Archive: January 20th, 2004

GarageBandLand

I’m going to have to get my hands on iLife pronto.

Updates to iMovie, iPhoto and iDVD are, of course, completely overshadowed by GarageBand. Reports from Dan, Steven and Jason would seem to indicate that it’s not only very powerful but also a heck of a lot of fun.

It has also prompted a spurt of legal filesharing as bloggers share their creations. Most of these are made with the loops and samples provided with GarageBand (although I have to admit that I’m more interested in using the program as a quick and easy recording studio).

It’s only a matter of time before some young prodigy storms the music world with GarageBand the same way that Jonathan Caouette has wowed the film world with iMovie.

Oh, the humanity!

Coca Cola today launched an online music download service that aims to compete with the iTunes Music Store.

I don’t think Apple have much to worry about.

If you go to MyCokeMusic.com, you will first be presented with an eye-searingly garish red page. Clicking on the single graphic in the centre of the red, red page spawns a pop-up window.

The pop-up window contains, get this… a Flash intro.

Luckily there’s a “skip intro” button which spawns yet another window that contains… well, in my browser, it contains absolutely nothing. Nada. Zip.

Viewing the source of the page reveals a horrible browser-sniffing piece of JavaScript that promises to keep many other browsers from proceeding any further.
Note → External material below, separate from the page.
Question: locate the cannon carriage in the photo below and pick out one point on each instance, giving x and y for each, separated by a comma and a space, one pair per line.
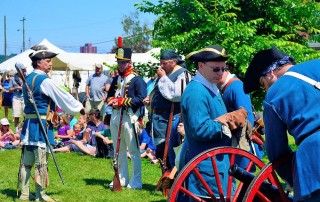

All in all, it’s a dreadful user experience.

I don’t normally bother doing critiques of websites but MyCokeMusic.com serves as an example of just how easily a high-profile site can get it so completely wrong.

Unless, of course, they’re far cleverer than I’m giving them credit for and their plan all along was to create a website that feels like Coca-Cola tastes: sickly and unsatisfying.